Methods: All patients enrolled in the European Pediatric Surgeons' Association (EUPSA) Esophageal Atresia Registry (EAR) between July 2014 and December 2017 were included. Patients were classified into two groups: those with VACTERL association and/or chromosomal anomalies (VACTERL-CA) and those without these anomalies (Non-VACTERL). Groups were compared for demographics, associated malformations, surgical approach, complications, and outcomes Results: Among 372 patients, 22% (n=82) were classified as VACTERL-CA. This group had significantly lower gestational age (35.9 vs. 37.1 weeks, p=0.004), birth weight (2312 g vs. 2663 g, p<0.001), and APGAR scores at 5 and 10 minutes (p=0.005). Surgical strategies, including rates of primary anastomosis (88% in both groups), did not differ. Anastomotic leak and stricture rates were similar; however, recurrent fistula was more common in VACTERL-CA (4.9% vs. 1.0%, p=0.023). Overall mortality was higher in VACTERL-CA (14.6% vs. 5.2%, p=0.003), largely due to associated anomalies such as cardiac or neurologic conditions, whereas EA-related mortality was more frequent in Non-VACTERL (1% vs. 0%). Sepsis was also more frequent in VACTERL-CA (10.9% vs. 4.5%, p=0.033). In multivariate analysis, low birth weight (aOR 0.95 per 100 g, p=0.010) and cardiac malformations (aOR 2.33, p=0.002) were independently associated with VACTERL-CA.
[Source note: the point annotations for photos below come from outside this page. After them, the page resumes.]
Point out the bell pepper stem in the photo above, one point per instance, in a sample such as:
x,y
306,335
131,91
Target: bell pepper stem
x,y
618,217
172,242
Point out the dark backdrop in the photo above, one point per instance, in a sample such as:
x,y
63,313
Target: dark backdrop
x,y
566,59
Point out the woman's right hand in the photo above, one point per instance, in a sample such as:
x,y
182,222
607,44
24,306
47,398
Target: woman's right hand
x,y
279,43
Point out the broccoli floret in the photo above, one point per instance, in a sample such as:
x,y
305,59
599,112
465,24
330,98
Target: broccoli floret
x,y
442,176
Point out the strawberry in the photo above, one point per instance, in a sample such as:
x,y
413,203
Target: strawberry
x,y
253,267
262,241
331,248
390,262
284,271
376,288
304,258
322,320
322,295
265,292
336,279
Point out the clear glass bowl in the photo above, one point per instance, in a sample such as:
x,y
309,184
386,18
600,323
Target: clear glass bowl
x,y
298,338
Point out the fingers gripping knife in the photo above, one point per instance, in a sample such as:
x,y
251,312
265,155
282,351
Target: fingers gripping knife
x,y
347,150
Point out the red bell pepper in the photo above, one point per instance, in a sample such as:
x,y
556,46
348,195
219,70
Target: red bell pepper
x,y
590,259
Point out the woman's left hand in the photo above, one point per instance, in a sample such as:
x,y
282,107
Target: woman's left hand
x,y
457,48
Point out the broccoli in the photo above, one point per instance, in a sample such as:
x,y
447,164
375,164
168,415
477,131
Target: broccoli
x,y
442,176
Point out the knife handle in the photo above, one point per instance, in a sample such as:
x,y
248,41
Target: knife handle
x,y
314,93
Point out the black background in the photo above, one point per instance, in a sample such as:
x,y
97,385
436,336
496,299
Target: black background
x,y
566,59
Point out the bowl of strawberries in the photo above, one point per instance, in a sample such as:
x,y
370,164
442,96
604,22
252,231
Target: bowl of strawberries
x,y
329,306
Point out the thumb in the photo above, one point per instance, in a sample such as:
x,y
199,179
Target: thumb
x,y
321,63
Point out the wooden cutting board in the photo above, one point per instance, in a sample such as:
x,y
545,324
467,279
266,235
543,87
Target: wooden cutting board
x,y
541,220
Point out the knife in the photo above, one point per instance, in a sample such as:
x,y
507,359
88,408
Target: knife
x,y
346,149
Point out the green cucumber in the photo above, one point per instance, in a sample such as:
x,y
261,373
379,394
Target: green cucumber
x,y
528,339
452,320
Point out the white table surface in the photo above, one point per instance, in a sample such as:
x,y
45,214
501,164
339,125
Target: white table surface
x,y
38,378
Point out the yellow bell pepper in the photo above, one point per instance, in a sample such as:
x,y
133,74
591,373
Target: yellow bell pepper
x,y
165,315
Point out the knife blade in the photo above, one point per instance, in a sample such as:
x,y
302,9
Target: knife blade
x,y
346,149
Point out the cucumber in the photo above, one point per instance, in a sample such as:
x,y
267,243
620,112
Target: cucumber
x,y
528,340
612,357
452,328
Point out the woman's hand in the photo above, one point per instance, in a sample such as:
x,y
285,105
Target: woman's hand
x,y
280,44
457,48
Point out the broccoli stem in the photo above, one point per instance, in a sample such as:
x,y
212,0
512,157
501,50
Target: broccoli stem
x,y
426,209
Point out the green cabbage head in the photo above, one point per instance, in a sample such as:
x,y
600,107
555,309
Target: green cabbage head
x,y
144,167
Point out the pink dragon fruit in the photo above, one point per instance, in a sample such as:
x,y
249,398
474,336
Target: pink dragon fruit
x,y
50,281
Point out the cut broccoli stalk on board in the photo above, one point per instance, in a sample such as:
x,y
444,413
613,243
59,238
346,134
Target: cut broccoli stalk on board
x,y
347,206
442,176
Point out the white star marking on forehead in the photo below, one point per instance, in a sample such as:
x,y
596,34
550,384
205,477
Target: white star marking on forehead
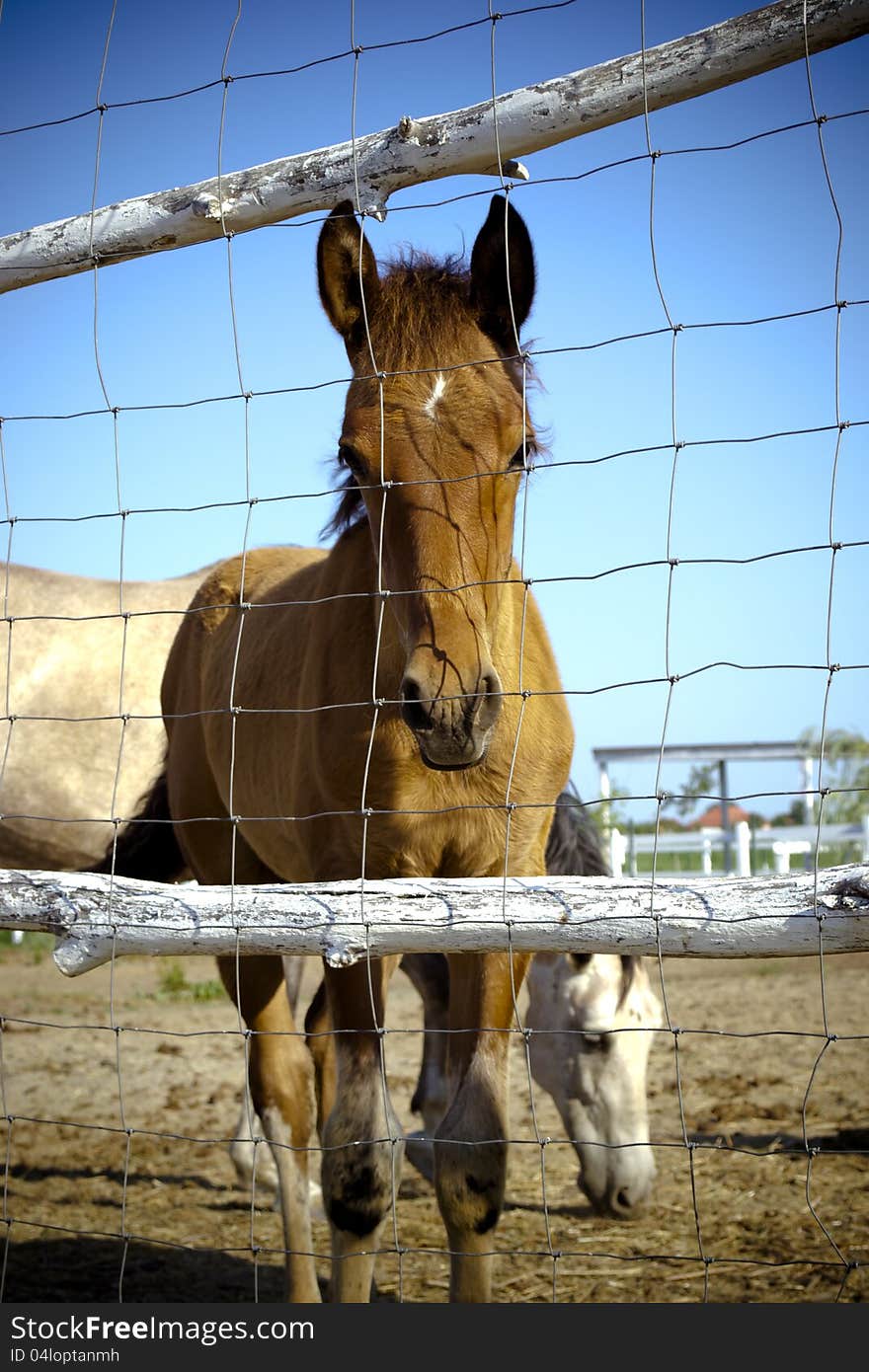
x,y
436,391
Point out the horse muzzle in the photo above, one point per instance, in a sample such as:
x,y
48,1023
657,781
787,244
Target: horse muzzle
x,y
452,731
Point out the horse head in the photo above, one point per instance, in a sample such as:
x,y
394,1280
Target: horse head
x,y
590,1050
434,442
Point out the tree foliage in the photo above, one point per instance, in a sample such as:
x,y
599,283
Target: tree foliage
x,y
844,773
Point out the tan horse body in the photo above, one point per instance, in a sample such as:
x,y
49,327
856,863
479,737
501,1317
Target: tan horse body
x,y
379,711
67,674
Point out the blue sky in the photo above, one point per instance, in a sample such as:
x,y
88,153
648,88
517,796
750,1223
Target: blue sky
x,y
741,233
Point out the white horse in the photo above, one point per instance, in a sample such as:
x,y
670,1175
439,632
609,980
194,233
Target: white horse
x,y
77,665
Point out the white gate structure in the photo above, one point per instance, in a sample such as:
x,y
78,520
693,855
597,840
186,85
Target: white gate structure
x,y
492,143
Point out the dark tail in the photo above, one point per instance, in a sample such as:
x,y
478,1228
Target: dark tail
x,y
147,845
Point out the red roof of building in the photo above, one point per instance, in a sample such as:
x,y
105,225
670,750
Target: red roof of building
x,y
711,818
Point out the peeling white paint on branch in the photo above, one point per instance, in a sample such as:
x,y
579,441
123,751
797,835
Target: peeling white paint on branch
x,y
97,918
457,143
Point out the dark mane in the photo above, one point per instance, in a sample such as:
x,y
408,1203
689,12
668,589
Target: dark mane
x,y
422,309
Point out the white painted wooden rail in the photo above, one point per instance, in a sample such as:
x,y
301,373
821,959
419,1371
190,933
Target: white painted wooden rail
x,y
436,146
780,841
97,918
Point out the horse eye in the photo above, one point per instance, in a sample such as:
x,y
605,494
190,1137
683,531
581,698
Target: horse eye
x,y
351,458
521,457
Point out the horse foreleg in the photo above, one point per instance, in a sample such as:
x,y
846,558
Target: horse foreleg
x,y
280,1075
361,1139
430,975
471,1140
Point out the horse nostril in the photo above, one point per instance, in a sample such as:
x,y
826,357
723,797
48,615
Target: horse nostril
x,y
415,713
485,707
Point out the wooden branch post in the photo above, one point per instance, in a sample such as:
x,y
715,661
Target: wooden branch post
x,y
97,918
438,146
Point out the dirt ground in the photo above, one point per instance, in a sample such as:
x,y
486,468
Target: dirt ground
x,y
121,1132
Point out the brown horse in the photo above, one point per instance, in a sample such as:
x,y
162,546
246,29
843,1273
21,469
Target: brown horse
x,y
389,708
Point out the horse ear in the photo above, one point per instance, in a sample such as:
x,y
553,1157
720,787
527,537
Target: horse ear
x,y
342,285
503,249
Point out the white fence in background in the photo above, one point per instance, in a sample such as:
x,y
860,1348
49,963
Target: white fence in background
x,y
746,847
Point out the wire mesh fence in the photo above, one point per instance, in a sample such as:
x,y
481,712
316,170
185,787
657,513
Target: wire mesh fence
x,y
752,1091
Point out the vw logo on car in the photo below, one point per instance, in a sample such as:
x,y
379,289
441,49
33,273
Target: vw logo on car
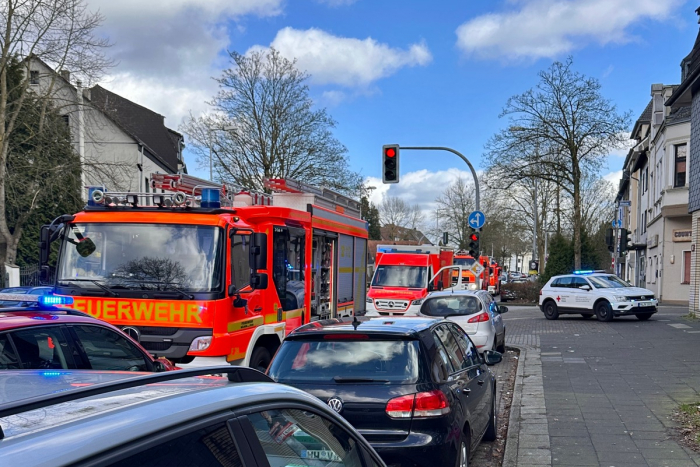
x,y
336,404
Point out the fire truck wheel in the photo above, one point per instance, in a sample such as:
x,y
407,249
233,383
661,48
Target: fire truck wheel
x,y
260,359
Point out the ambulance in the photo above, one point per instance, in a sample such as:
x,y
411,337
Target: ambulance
x,y
405,274
204,274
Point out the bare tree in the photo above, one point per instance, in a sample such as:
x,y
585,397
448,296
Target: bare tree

Conclusion: EA patients with VACTERL-CA represent a high-risk subgroup characterized by prematurity, major cardiac defects, and increased sepsis risk. These findings highlight the need for early cardiac screening, standardized infection-prevention bundles, and tailored multidisciplinary care to improve survival and reduce preventable complications.
目的:尽管VACTERL关联在食管闭锁(EA)患者中是一个公认的实体,但其对手术结果的影响尚不清楚。本研究旨在评估VACTERL关联和染色体异常(VACTERL- ca)对EA患者手术结果的影响,为风险分层提供新的见解。方法:纳入2014年7月至2017年12月期间在欧洲儿科外科医生协会(EUPSA)食管闭锁登记处(EAR)登记的所有患者。患者分为两组:有VACTERL关联和/或染色体异常的(VACTERL- ca)和没有这些异常的(Non-VACTERL)。比较各组的人口统计学、相关畸形、手术入路、并发症和结局。结果:372例患者中,22% (n=82)被分类为VACTERL-CA。该组的胎龄(35.9周vs. 37.1周,p=0.004)和出生体重(2312 g vs. 2663 g)均显著降低。结论:EA患者VACTERL-CA是一个以早产、主要心脏缺陷和脓毒症风险增加为特征的高风险亚组。这些发现强调了早期心脏筛查、标准化感染预防包和量身定制的多学科护理的必要性,以提高生存率并减少可预防的并发症。